Monday, 3 May 2010

How to Live by the Pen

Many years ago (before the widespread use of email - imagine that) when I was toiling away at my thesis I found a brief respite by taking a little job sticking seminar programs announcements into pre-addressed envelopes. There were two piles, one being the letters, the other the envelopes. The movements involved to accomplish this task were simple: take one letter from one pile, fold it in thirds, take envelope from the other pile, stick folded letter in, peel off removable strip at the back of envelope, press flap onto adhesive to seal envelope. Repeat as necessary.

It was all performed in a tiny, airless, windowless room and it was a task so soothing to the mind that I still recall it as one recalls a day on the beach. Even better. The task earned me a little money too.

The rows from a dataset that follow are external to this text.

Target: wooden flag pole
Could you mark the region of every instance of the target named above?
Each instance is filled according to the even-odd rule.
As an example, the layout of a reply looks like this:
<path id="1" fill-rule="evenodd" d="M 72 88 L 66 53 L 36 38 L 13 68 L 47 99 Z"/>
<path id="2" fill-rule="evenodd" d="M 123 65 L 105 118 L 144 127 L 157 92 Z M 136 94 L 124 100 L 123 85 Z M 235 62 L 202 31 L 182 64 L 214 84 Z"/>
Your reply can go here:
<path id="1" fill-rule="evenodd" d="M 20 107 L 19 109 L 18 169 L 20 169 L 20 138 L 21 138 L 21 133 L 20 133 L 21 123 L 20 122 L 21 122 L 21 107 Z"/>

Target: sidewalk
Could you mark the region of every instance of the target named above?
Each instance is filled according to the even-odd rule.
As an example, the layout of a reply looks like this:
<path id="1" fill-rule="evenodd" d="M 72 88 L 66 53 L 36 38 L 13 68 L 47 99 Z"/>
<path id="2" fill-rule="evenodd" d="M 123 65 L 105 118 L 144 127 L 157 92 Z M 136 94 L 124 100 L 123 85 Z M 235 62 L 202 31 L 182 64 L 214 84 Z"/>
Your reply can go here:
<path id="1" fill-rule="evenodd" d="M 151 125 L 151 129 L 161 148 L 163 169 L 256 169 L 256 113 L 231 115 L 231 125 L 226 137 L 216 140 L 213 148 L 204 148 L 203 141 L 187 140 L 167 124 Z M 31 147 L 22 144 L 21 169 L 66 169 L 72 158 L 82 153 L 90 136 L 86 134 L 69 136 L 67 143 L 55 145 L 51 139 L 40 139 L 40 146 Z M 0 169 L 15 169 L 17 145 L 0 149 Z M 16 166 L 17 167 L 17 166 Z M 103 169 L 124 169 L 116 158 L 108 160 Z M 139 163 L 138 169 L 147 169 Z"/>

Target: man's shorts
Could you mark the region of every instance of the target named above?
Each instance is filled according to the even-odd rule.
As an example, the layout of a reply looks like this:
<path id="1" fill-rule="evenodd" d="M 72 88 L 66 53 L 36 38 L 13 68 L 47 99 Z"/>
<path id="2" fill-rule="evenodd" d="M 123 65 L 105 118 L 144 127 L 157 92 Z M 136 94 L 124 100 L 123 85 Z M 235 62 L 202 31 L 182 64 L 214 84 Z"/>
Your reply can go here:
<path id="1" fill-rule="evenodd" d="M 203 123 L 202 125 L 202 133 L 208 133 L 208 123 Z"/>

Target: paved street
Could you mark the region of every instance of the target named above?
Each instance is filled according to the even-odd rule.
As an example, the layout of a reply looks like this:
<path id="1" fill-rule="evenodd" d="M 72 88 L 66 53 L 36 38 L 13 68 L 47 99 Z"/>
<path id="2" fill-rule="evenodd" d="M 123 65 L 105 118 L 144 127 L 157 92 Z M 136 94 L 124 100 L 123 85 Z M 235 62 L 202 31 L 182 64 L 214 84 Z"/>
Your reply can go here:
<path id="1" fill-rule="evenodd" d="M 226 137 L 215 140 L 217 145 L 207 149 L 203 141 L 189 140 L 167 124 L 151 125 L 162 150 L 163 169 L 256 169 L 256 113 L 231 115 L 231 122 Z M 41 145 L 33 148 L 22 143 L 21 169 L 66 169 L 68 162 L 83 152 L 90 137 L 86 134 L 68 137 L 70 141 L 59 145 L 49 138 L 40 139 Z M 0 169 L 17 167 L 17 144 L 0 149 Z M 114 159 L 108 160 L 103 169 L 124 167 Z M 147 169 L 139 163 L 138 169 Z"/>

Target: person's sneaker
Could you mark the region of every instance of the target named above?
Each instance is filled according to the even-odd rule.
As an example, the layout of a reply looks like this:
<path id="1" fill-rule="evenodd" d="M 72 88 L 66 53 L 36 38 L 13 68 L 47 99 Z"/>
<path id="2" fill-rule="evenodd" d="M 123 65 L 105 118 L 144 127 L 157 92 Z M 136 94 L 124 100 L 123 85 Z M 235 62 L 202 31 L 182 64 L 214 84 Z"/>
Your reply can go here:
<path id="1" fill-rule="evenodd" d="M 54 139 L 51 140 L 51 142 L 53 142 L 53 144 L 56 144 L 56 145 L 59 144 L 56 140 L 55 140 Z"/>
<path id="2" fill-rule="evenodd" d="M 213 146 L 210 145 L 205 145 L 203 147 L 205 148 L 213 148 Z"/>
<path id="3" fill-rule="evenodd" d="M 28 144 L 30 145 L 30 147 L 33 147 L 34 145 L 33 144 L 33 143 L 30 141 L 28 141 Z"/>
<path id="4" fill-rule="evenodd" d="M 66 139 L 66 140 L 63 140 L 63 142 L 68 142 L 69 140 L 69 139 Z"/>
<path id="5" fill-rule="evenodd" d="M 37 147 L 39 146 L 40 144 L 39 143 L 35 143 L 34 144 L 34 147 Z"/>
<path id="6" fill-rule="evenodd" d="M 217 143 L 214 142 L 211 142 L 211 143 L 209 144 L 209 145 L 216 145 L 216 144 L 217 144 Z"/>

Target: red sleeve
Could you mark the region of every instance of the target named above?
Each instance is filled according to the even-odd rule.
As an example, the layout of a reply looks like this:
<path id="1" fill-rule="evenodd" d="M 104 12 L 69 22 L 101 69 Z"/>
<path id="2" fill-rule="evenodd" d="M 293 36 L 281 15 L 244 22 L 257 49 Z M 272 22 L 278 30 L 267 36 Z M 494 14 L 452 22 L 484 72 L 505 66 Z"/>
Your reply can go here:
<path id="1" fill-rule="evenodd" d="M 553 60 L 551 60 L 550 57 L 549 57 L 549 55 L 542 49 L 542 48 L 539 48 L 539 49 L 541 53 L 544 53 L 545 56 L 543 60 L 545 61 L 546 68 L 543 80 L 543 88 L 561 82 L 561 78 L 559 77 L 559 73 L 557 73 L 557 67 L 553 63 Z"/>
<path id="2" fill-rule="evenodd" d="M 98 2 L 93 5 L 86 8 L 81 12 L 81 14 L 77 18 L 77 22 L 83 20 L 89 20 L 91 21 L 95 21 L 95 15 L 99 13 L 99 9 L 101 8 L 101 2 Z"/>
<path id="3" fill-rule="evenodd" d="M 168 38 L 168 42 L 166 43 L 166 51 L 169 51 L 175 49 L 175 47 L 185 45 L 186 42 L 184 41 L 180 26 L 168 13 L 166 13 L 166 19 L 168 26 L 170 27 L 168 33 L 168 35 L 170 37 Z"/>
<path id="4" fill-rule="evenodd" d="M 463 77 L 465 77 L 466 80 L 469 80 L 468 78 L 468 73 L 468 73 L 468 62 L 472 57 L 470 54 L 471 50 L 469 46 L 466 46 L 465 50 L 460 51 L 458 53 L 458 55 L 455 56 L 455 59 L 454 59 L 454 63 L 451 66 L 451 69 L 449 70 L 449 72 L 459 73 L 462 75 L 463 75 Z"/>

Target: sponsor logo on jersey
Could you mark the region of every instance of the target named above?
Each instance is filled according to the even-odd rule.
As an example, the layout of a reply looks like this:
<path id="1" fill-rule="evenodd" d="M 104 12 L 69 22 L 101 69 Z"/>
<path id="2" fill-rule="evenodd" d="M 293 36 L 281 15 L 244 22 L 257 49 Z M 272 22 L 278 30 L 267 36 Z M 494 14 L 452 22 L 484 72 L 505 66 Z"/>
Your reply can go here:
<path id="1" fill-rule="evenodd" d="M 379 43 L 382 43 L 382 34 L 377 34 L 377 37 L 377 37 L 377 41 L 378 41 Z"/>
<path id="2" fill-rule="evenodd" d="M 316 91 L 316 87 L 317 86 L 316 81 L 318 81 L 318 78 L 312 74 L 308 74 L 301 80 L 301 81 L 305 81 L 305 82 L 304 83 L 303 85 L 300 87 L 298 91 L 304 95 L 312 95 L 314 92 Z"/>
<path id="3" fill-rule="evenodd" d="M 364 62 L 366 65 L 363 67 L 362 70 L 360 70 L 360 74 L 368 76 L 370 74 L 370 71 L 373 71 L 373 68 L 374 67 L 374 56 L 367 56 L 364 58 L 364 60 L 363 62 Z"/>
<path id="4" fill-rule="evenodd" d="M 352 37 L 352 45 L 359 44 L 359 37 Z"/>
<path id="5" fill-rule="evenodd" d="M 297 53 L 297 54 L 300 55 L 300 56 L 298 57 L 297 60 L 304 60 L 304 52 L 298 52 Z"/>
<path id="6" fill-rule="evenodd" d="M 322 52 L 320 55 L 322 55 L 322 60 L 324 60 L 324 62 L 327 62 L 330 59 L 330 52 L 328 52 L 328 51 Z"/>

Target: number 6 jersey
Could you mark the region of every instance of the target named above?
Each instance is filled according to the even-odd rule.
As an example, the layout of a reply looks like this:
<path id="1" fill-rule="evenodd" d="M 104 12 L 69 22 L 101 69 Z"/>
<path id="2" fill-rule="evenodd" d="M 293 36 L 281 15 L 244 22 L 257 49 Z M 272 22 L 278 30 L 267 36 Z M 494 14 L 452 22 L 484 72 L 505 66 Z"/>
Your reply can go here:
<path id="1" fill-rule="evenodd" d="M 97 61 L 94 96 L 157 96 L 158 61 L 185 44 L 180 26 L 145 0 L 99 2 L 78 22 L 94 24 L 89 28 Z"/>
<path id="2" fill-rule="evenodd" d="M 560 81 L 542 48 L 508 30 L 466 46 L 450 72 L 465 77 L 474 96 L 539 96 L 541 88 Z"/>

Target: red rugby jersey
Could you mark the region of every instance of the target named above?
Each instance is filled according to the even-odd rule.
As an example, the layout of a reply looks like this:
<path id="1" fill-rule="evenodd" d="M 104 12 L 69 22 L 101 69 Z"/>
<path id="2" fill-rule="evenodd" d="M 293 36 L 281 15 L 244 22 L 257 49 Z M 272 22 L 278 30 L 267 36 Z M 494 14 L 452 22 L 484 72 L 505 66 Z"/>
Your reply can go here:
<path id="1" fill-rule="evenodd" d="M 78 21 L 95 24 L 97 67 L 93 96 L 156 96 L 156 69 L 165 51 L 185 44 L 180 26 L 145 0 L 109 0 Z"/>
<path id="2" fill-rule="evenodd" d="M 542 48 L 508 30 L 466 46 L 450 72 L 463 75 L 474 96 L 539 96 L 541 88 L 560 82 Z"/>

I do not want to propose peel-and-seal envelopes as the path to intellectual salvation or self-sufficiency. I was just reminded of this small task while reading the following passage from John Stuart Mill's Autobiography:

Books destined to form future thinkers take too much time to write, and when written come, in general, too slowly into notice and repute, to be relied on for subsistence. Those who have to support themselves by their pen must depend on literary drudgery, or at best on writings addressed to the multitude; and can employ in the pursuits of their own choice, only such time as they can spare from those of necessity; which is generally less than the leisure allowed by office occupations, while the effect on the mind is far more enervating and fatiguing. 
For my own part I have, through life, found office duties an actual rest from the other mental occupations which I have carried on simultaneously with them. They were sufficiently intellectual not to be a distasteful drudgery, without being such as to cause any strain upon the mental powers of a person used to abstract thought, or to the labour of careful literary composition.